Dealing with terrorism is never easy, anywhere in the world. But there are plenty of examples where states have dealt with the problem effectively without resorting to the same tactics as the terrorists. In fact the Consumers Federation of Kenya has made some reasonable suggestions to the President in an open letter dated May 5, which could form a basis for intelligent action.
And it remains a mystery why the Government has never appointed a Commission of Inquiry to look into the Westgate affair as it had promised. President Kenyatta was onto something there when he made that promise, for it is the lack of transparency and the culture of corruption that expose us to terrorism.
Let’s connect some dots: Amidst all these terror attacks—some by Al Shabaab and others not so clear by whom—the Anglo Leasing scandals pop back into our lives and this time in a determined effort to get taxpayers to pay for corruption.

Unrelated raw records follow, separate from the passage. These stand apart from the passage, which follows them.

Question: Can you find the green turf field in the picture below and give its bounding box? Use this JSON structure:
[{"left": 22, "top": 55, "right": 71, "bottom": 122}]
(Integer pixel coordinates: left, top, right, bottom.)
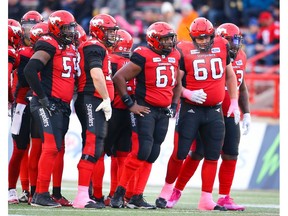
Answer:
[{"left": 8, "top": 182, "right": 280, "bottom": 216}]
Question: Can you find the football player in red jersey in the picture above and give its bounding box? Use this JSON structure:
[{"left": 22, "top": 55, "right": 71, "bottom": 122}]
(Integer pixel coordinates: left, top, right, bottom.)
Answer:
[
  {"left": 73, "top": 14, "right": 118, "bottom": 208},
  {"left": 91, "top": 29, "right": 135, "bottom": 206},
  {"left": 8, "top": 11, "right": 43, "bottom": 202},
  {"left": 167, "top": 23, "right": 251, "bottom": 211},
  {"left": 24, "top": 10, "right": 77, "bottom": 207},
  {"left": 110, "top": 22, "right": 182, "bottom": 209},
  {"left": 28, "top": 22, "right": 72, "bottom": 206},
  {"left": 11, "top": 10, "right": 44, "bottom": 202},
  {"left": 156, "top": 17, "right": 240, "bottom": 210},
  {"left": 8, "top": 19, "right": 23, "bottom": 204}
]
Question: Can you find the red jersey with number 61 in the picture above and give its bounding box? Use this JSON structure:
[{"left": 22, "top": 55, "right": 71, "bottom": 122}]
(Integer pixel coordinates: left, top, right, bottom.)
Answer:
[
  {"left": 130, "top": 46, "right": 180, "bottom": 107},
  {"left": 110, "top": 54, "right": 135, "bottom": 109},
  {"left": 177, "top": 37, "right": 230, "bottom": 106},
  {"left": 78, "top": 38, "right": 114, "bottom": 101}
]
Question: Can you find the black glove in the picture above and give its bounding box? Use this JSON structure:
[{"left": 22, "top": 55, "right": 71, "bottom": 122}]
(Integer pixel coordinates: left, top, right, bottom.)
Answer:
[
  {"left": 165, "top": 103, "right": 177, "bottom": 118},
  {"left": 25, "top": 89, "right": 33, "bottom": 103},
  {"left": 38, "top": 97, "right": 57, "bottom": 116}
]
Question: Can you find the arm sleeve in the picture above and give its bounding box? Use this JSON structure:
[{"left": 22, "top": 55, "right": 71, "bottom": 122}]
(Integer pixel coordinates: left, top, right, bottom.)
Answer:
[{"left": 24, "top": 59, "right": 45, "bottom": 98}]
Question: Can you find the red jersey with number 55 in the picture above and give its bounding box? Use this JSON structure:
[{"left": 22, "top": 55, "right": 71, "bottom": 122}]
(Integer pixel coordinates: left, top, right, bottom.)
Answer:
[
  {"left": 34, "top": 36, "right": 77, "bottom": 103},
  {"left": 78, "top": 38, "right": 114, "bottom": 101},
  {"left": 222, "top": 49, "right": 247, "bottom": 116},
  {"left": 177, "top": 37, "right": 230, "bottom": 106}
]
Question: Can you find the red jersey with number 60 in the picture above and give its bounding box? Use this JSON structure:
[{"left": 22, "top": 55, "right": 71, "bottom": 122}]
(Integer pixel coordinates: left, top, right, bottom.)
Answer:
[
  {"left": 177, "top": 37, "right": 230, "bottom": 106},
  {"left": 110, "top": 54, "right": 135, "bottom": 109},
  {"left": 222, "top": 49, "right": 247, "bottom": 116},
  {"left": 34, "top": 36, "right": 77, "bottom": 103},
  {"left": 78, "top": 38, "right": 114, "bottom": 101},
  {"left": 130, "top": 47, "right": 180, "bottom": 107}
]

Let us not forget that all the Anglo Leasing deals were ostensibly to purchase security equipment that would have made Kenya safer through the introduction of harder-to-forge passports and modern communication equipment for the police.
FOLLOW THE MONEY
The irony is telling: Here we are being pushed to pay for something that was never delivered that could have protected us better and at a time when we are all feeling victimised. There can be no better illustration of the deadly and damaging consequences of corruption than this.
In matters politics, one of the truisms is to always “follow the money.” Could some of these attacks have been timed so as to distract us while payments to Anglo Leasing were being quietly made? Who benefits from these payments to ghosts and what is their link to higher-ups?
I am told by a well-placed source in government that the payments would have been done quietly and smoothly but for the insistence of President Kenyatta that Parliament be involved, conscious of the fact that the preferred quiet payments route would have irreversibly damaged his anti-corruption credentials garnered from his tenure as chairman of the Public Accounts Committee on its Anglo Leasing report and investigation.
But whatever the facts of who is doing what, when and why, what is clear is that there is a link between corruption and insecurity generally and terrorism more specifically.
It is easy to ignore this link when we are in a climate of fear and easy to paint matters in black or white. But terrorism and insecurity are handled best by brains not brawn.